A price commission is needed from the government
Finance Minister Asad Umar recently indicated that inflation and fiscal deficit were among the main economic issues being faced by the country. In two of my previous articles here, I had presented arguments in favour of establishing a price commission by the government. This is important, primarily since markets– real and financial–- especially in a developing country context of weak institutional arrangements, presence of cartels, and information asymmetry, among other reasons, require active government involvement for reaching correct price signals.
Both inflation and the two components of fiscal deficit– revenue and expenditure– are influenced directly by the extent to which markets establish prices correctly, and in enhancing the effectiveness of the monetary and fiscal policies. Inflation reflects a rise in the general price level of a basket of goods and services that are both essential to everyday life, and which also feed into the prices of other elements of life. They need price rationalization.
The price of labour– the wage bill– which makes a significant proportion of all production activity in the country, and in that sense affects economic growth rate, employment level, expenditure of the government (one element of the fiscal deficit), and the level of economic activity, in turn generating government revenues (the other element of the fiscal deficit), along with being a significant determinant of how inflation will pan out depending on the growth of wages, requires that both the initial determination of this price of labour, and the price of other goods and services that this wage should be able to pay for the individual to lead a decent life, needs to be reached correctly.
To illustrate somewhat through a recent matter, whereby the members of the Punjab Assembly set out to pass a bill to raise their wage by a lot more (in some instances even by 400 percent), than inflation, which is only eight percent, came under a lot of public discussion. Of course this does not make sense, and any wage raise needs proper justification, yet an argument also holds worth that is an increase of eight percent in wages makes sense when the initial calculation of wages, or the price of labour, is far less than the price needed to earn a decent life for a worker and his dependent family. In that sense, the entire labour market needs to go through this initial correction of the price of labour. At the same time, the price of goods and services that any given wage should be able to buy to lead to a minimum level of decent life, requires also that the prices of goods and services in the economy need to be rationalized on the principle of true market signals of demand and supply, and a socially optimal profit margins.
In that sense, the microeconomic foundations of macroeconomic objectives need correction, and the foremost is the correct pricing of labour in relation with what it should be able to purchase– from a minimum decent life to higher levels of living, given a respective productivity of labour deserves–- and the price of goods and services in both the real and financial markets.

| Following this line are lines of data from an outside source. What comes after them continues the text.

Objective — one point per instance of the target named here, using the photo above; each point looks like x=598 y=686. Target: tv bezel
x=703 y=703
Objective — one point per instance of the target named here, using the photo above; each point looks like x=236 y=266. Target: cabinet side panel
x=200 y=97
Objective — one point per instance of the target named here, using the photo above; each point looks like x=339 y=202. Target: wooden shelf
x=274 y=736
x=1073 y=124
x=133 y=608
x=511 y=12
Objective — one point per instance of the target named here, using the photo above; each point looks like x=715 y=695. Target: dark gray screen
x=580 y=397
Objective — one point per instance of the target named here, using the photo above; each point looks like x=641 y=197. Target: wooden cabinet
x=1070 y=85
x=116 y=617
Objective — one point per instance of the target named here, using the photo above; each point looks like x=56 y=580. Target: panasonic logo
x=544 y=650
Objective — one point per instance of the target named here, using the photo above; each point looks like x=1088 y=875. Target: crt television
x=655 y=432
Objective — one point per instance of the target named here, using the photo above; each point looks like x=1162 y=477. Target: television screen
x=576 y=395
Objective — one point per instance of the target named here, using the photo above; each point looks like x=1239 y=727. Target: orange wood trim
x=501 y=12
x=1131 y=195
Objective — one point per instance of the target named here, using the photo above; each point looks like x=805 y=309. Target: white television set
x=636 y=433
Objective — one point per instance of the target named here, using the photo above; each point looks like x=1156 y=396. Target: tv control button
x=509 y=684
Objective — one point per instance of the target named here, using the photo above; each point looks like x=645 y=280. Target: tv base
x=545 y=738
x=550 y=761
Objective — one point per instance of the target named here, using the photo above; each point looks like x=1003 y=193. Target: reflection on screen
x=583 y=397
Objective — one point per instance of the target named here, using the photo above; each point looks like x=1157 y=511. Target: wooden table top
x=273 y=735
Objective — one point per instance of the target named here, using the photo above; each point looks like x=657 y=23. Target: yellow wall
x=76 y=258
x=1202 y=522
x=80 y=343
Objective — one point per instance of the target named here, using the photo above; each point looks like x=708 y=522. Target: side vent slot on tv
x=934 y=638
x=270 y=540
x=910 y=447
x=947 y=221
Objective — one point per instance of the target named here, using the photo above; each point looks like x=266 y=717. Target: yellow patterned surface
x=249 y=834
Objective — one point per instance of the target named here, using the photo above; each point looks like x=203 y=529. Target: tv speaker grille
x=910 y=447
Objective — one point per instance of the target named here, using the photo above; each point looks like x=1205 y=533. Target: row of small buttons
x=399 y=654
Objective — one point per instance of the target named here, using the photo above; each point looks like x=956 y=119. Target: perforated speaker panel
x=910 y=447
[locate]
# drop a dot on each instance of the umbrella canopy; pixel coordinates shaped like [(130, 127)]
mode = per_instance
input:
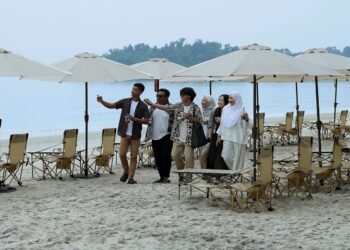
[(87, 67), (260, 61), (13, 65), (258, 64), (159, 68)]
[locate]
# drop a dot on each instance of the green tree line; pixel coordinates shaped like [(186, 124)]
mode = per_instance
[(187, 54)]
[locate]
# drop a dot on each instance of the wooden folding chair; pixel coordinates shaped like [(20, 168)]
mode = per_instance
[(103, 156), (297, 180), (331, 173), (282, 133), (62, 161), (15, 159), (336, 129), (258, 193)]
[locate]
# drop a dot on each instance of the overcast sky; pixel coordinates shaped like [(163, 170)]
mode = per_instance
[(53, 30)]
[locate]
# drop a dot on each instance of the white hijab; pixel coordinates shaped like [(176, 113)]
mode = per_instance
[(211, 105), (233, 114)]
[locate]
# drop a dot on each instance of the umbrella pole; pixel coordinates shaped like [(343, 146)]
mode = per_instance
[(86, 117), (335, 100), (297, 108), (318, 122), (254, 129), (156, 85), (86, 175), (257, 115)]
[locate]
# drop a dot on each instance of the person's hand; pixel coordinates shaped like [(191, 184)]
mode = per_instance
[(99, 98), (245, 117), (148, 102), (129, 118), (218, 141)]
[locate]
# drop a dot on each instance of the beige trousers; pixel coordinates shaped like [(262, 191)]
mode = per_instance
[(125, 143), (182, 154)]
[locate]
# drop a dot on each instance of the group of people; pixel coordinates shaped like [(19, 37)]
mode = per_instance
[(170, 128)]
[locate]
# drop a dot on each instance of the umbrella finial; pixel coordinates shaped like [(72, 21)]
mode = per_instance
[(254, 46), (3, 51), (315, 50), (86, 55)]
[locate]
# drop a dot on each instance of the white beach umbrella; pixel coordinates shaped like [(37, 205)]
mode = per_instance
[(259, 64), (87, 67), (13, 65), (162, 69), (323, 58)]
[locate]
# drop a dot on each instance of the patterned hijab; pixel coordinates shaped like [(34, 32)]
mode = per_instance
[(233, 114)]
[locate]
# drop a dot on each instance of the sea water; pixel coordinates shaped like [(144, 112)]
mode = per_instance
[(47, 108)]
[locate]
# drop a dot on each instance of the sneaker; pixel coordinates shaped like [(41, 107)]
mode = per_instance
[(166, 180), (159, 181), (132, 181), (124, 177)]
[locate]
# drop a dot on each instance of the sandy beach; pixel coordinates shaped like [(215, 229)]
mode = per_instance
[(103, 213)]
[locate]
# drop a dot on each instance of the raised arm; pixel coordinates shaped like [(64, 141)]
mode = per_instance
[(158, 106), (106, 104)]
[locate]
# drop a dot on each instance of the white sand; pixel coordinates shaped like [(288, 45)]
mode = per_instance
[(103, 213)]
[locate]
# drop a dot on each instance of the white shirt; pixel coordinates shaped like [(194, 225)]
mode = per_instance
[(132, 113), (183, 126), (237, 133), (160, 122)]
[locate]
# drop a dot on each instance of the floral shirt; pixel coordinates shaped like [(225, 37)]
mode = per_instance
[(178, 108), (149, 128)]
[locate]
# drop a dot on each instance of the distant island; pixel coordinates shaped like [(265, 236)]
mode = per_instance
[(187, 54)]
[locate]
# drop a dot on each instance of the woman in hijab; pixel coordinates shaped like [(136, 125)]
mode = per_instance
[(233, 132), (215, 160), (208, 106)]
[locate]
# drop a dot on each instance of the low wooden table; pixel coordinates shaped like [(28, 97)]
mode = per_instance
[(215, 178)]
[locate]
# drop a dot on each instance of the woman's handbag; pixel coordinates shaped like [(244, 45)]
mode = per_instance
[(198, 137)]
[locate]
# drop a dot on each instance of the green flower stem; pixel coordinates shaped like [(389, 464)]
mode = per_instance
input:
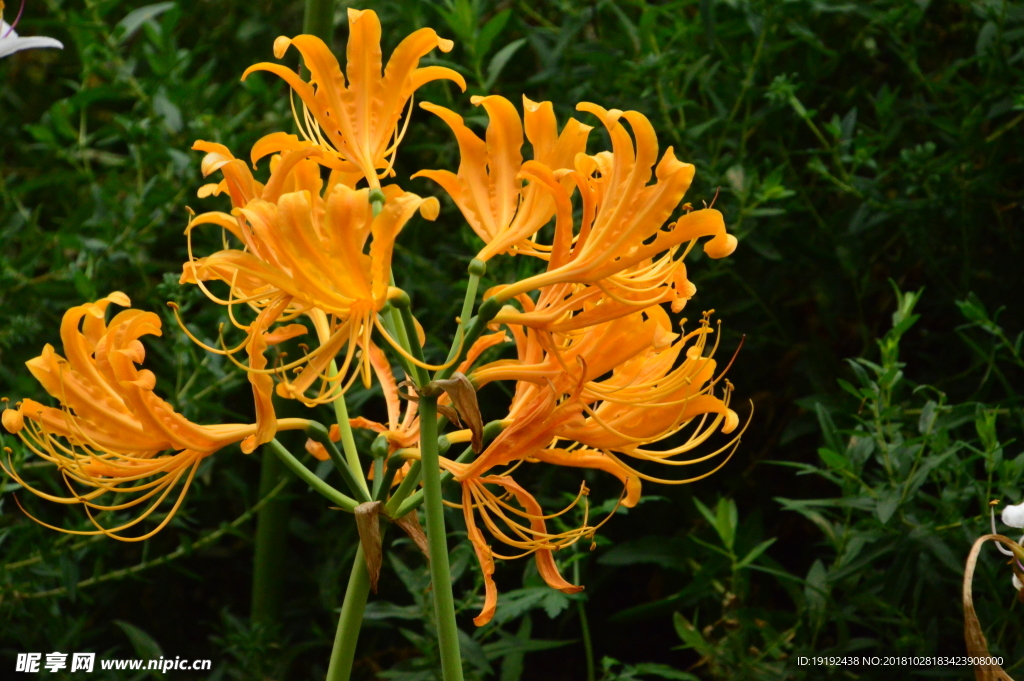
[(389, 316), (476, 269), (404, 487), (343, 652), (440, 573), (402, 507), (406, 326), (588, 645), (487, 311), (271, 539), (348, 441), (294, 465), (320, 434)]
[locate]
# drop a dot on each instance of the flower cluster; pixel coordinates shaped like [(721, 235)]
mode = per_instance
[(602, 377)]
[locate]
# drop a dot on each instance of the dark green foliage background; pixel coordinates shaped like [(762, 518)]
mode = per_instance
[(852, 143)]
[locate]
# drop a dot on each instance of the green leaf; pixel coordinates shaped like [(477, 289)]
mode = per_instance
[(833, 438), (136, 17), (834, 460), (887, 504), (689, 635), (491, 31), (755, 553), (500, 59)]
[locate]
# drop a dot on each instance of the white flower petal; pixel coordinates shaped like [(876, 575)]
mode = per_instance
[(1014, 515), (10, 45)]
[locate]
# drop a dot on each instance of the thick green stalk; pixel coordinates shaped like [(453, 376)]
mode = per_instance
[(476, 269), (350, 621), (588, 645), (347, 440), (440, 573), (271, 538)]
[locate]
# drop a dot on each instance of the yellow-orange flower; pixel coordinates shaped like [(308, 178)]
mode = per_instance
[(659, 383), (621, 246), (357, 123), (488, 188), (304, 251), (112, 429)]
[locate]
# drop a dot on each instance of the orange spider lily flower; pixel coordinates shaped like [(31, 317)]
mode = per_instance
[(303, 253), (621, 236), (112, 428), (488, 189), (357, 123), (401, 430), (659, 383)]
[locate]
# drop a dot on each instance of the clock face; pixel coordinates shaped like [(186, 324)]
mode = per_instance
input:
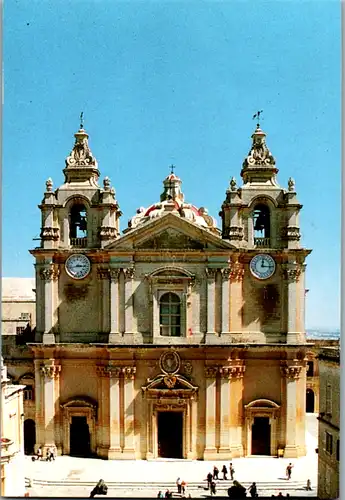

This correction in prices would mean that inflation would follow a systematic trajectory at the back of justified levels of prices of labour and of the goods and services it can purchase, and would be more likely to remain stable and low, once market corrections take place though greater price rationalization controls introduced by the government.
On the other hand, government expenditure– the price for establishing public goods and services and for enabling private sector to produce goods and services and live a secure and decent life– will also be rationalized once the prices of all the underlying heads of expenditure, including the wage bill of the labour it employs, and the price of capital or interest rate that it pays on borrowed funds, all stand corrected through the application of price rationalization that the government undertakes through initially setting up a price commission, and in time through improved institutional frameworks of markets that minimize the current high levels of market imperfections; at the back of presence of cartels/collusive practices.
The two main economic challenges of inflation and fiscal deficit could be reined in through a price rationalization effort that the government needs to undertake
At the same time, the revenue side of the fiscal deficit will also benefit from this price rationalization effort. This is because taxes, or the price economic agents pay to the government for consuming public goods and services that it provides, and the taxes or price the agents pay for consuming the private goods and services for which government provides the enabling environment, will in turn be rational and not the ones (that is these taxes) determined on the prices of goods and services that are heavily inflated by the cartels to their benefit. Moreover, the level of tax evasion and tax burden will both reduce, once the magnitude of taxes will fall at the back of deflated prices of goods and service. This will also happen since, under price correction, people will have rationalized price of labour or wages that are commensurate with a level of prices of goods and services that they wish to purchase with these wages, and not the current state of affair where there is a huge mismatch- leaving in turn the right space, capacity, and a better justification of taxes for economic agents to pay willingly. This will also help bring in gains for tax collection at the back of correction in prices across the formal/informal economic divide, leaving in turn a diminishing incentive for economic agents to remain in the fold of informal economy.
Hence, it can be seen that the two main economic challenges of inflation and fiscal deficit could be reined in through a price rationalization effort that the government needs to undertake. Removing market imperfections and price distortions is indeed an important first step that the government needs to take to allow correct and effective implementation of monetary and fiscal policies. Price correction will also help bring in the much needed efficiency and equity gains that the economy needs.